Your team mate is up to bat and you are "on deck" waiting for your turn. As you wait, you try to get your timing right with each pitch. Your team mate gets a hold of the ball and sends it deep into right field. He manages to make it all the way to third base! Amazing… and now it’s your turn. You set yourself in the batters box and get ready. You grip the bat tight and repeat to yourself, "keep your eye on the ball, keep your eye on the ball…" The pitcher winds up and throws the ball right through the strike zone. You swing and wiff. Strike 1.

Your timing was off; you swung too early. Should you be sent back to the bench? No. Hey, you’re only human, right? Everyone makes mistakes, and to give someone only one chance to get it perfect is just ridiculous. So you are given a chance to make adjustments. Last time you swung too early. So this time you must wait a little longer before you swing. The pitcher winds up. He makes the pitch. You swing. Strike 2.

You missed again. How? Well, you overcompensated. First time you swung too early. This time you swung too late. You waited too long. So now you finished, right? Wrong. Anyone can see that if you didn’t get it the first time and were given a chance to correct your mistake that it would be easy to over-correct. So you are given one more chance. Now you have both ends of the spectrum. Too early and too late. You remember what "too early" felt like.
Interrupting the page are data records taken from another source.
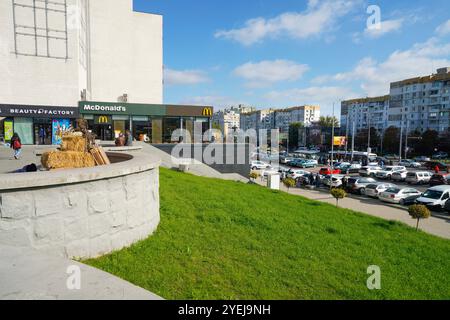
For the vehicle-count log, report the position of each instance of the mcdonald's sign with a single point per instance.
(102, 120)
(207, 112)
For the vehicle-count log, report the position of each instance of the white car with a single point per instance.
(402, 196)
(387, 172)
(295, 174)
(409, 164)
(369, 171)
(435, 198)
(373, 190)
(399, 176)
(334, 182)
(259, 165)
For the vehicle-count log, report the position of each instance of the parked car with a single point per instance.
(409, 164)
(440, 155)
(431, 165)
(399, 176)
(306, 164)
(358, 185)
(334, 182)
(329, 171)
(369, 171)
(435, 198)
(422, 159)
(386, 172)
(351, 168)
(374, 189)
(285, 159)
(294, 174)
(259, 165)
(403, 196)
(439, 179)
(447, 206)
(419, 177)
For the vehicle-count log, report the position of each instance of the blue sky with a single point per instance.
(270, 53)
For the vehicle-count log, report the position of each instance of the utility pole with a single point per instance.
(353, 138)
(332, 150)
(401, 138)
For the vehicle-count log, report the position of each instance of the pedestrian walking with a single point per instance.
(16, 145)
(42, 135)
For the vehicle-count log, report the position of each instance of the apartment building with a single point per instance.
(421, 103)
(416, 104)
(228, 120)
(280, 118)
(364, 113)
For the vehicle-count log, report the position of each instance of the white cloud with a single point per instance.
(184, 77)
(217, 101)
(265, 73)
(375, 77)
(385, 27)
(319, 17)
(318, 95)
(444, 28)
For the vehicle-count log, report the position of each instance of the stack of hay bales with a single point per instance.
(73, 154)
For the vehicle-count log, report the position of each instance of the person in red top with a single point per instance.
(16, 145)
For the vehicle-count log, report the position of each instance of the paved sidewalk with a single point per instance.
(26, 274)
(438, 224)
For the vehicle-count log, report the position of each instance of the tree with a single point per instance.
(338, 194)
(253, 176)
(419, 212)
(294, 133)
(327, 122)
(289, 183)
(391, 140)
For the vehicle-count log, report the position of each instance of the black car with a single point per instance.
(447, 206)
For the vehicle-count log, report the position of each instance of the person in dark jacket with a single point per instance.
(16, 145)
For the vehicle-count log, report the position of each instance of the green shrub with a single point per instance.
(338, 194)
(418, 212)
(289, 183)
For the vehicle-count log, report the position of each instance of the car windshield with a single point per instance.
(433, 194)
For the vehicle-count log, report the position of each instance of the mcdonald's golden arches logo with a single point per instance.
(103, 120)
(207, 112)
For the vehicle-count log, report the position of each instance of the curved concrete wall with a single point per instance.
(81, 213)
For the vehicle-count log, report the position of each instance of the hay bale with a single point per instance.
(73, 143)
(67, 160)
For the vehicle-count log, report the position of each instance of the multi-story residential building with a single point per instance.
(306, 115)
(228, 120)
(364, 113)
(421, 103)
(416, 104)
(280, 118)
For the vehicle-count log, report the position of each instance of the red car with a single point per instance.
(328, 171)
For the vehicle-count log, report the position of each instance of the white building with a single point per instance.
(228, 120)
(421, 103)
(364, 113)
(57, 53)
(280, 118)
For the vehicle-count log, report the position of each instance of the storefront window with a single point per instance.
(24, 128)
(157, 126)
(169, 126)
(142, 129)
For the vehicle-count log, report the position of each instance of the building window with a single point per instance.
(40, 28)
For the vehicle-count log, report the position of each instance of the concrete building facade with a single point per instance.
(416, 104)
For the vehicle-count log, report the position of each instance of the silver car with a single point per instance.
(403, 196)
(373, 190)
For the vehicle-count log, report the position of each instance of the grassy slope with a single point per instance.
(228, 240)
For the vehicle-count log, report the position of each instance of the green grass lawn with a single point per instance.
(227, 240)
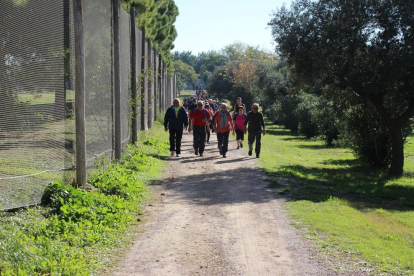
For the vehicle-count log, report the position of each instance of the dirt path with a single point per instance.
(218, 217)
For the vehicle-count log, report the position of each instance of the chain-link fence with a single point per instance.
(37, 92)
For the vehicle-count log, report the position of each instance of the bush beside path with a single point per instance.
(217, 216)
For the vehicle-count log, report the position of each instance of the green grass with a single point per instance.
(341, 202)
(82, 232)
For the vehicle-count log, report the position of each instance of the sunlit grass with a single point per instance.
(342, 202)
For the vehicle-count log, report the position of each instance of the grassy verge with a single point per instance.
(76, 232)
(342, 203)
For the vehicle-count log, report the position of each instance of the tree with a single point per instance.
(364, 48)
(185, 73)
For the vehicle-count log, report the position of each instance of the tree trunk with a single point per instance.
(397, 142)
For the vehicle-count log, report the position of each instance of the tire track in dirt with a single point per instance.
(217, 218)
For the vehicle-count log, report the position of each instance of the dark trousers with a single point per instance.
(223, 141)
(199, 134)
(175, 140)
(255, 135)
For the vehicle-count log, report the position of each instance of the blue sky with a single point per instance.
(210, 25)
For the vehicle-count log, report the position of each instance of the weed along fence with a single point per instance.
(78, 82)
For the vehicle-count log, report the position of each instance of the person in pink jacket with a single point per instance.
(223, 123)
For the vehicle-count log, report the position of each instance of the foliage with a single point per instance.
(364, 48)
(343, 204)
(77, 231)
(185, 73)
(158, 18)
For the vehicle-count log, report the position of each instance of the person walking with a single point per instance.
(238, 124)
(222, 123)
(256, 126)
(199, 118)
(210, 122)
(238, 104)
(175, 120)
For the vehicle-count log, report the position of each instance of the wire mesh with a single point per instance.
(99, 80)
(32, 99)
(125, 70)
(151, 96)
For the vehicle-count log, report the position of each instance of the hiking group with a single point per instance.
(204, 116)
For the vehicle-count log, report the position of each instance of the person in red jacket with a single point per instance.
(223, 122)
(199, 118)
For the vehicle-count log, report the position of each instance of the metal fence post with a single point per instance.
(156, 87)
(117, 80)
(150, 86)
(80, 94)
(134, 121)
(160, 83)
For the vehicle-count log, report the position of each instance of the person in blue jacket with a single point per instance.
(175, 120)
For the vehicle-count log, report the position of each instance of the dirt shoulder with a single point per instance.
(217, 217)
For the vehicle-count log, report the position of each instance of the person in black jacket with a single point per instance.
(256, 128)
(175, 120)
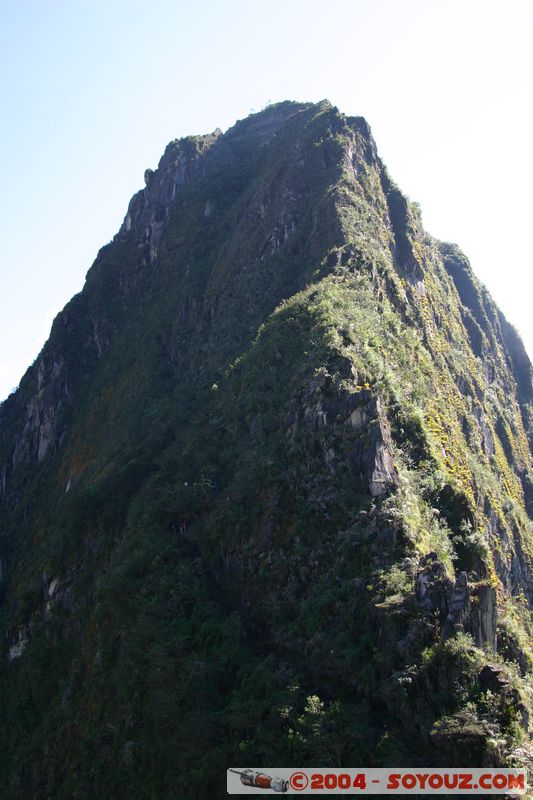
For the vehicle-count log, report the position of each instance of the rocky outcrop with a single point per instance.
(269, 474)
(458, 606)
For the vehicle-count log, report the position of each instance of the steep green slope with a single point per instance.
(265, 492)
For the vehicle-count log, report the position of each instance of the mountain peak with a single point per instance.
(268, 486)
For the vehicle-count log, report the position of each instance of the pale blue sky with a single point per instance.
(92, 91)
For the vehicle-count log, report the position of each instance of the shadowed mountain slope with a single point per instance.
(266, 493)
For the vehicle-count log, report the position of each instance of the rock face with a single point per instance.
(264, 494)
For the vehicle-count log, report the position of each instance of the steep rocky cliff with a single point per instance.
(266, 493)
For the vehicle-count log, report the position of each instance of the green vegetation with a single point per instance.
(202, 569)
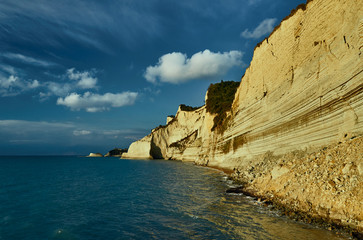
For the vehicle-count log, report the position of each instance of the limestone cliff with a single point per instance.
(303, 91)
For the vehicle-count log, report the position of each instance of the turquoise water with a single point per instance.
(109, 198)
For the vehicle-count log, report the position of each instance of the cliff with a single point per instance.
(294, 132)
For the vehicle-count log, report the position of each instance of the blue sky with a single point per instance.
(87, 76)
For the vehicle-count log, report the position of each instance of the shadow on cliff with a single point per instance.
(155, 151)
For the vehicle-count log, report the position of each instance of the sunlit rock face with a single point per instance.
(303, 88)
(302, 92)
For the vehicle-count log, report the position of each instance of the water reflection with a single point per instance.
(233, 216)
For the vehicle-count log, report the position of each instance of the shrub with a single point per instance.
(219, 101)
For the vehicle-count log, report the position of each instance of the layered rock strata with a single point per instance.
(303, 91)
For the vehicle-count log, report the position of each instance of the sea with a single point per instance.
(70, 197)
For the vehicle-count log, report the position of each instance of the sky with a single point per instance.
(87, 76)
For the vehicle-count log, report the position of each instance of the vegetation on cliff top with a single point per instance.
(220, 97)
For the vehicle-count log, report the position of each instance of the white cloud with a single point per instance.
(85, 79)
(97, 103)
(252, 2)
(177, 68)
(13, 85)
(28, 60)
(265, 27)
(81, 132)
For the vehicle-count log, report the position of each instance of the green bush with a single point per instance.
(219, 101)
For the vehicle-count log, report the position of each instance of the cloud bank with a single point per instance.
(85, 80)
(12, 85)
(176, 67)
(28, 60)
(97, 103)
(264, 28)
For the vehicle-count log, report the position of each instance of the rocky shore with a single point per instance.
(325, 186)
(293, 133)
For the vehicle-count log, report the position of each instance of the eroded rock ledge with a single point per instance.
(294, 132)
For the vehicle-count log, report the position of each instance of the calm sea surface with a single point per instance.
(109, 198)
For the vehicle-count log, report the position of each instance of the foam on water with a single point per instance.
(108, 198)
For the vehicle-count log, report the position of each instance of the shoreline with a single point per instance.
(256, 183)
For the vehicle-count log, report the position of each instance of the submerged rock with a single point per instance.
(95, 155)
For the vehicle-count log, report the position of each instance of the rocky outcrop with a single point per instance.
(95, 155)
(303, 91)
(116, 152)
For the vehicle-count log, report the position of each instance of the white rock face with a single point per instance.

You remember what "too late" felt like. Now is the big challenge. Can you find the center and swing at the right time. Can you hit that ball deep and get your team mate on third in to home, and score a run. The pitcher winds up and sends the ball straight through the strike zone.

So you see, three chances are plenty. The first chance you end up with a result that is wrong. So you know not to repeat that result again. The second time, unless you get it right, you can end up with another incorrect result. There are only so many results that make sense concerning the question or challenge. Now you know of two possible results that will not work. If you can’t find the right solution on the third try, any more guessing will be just that; guessing. The more times you guess, the more of a chance you have of getting it right, but if you get it right it’s possible that you are just lucky for actually finding the right answer. It doesn’t prove that you know the answer. It doesn’t prove that you have the proper knowledge of the subject. When we are talking about CPR, you need to really know your stuff. You cannot come across a victim and begin to think about what could be the next step. You have to know. So when being challenged, you have prove that you will know what to do in case of an emergency.

We can’t have people out there certified in CPR who don’t know what they are doing. People’s lives are at stake. The three strike rule allows a candidate ample tries to get the right answer without relying on dumb luck to produce the correct answer. This way we end up with a person trained in CPR who knows what to do.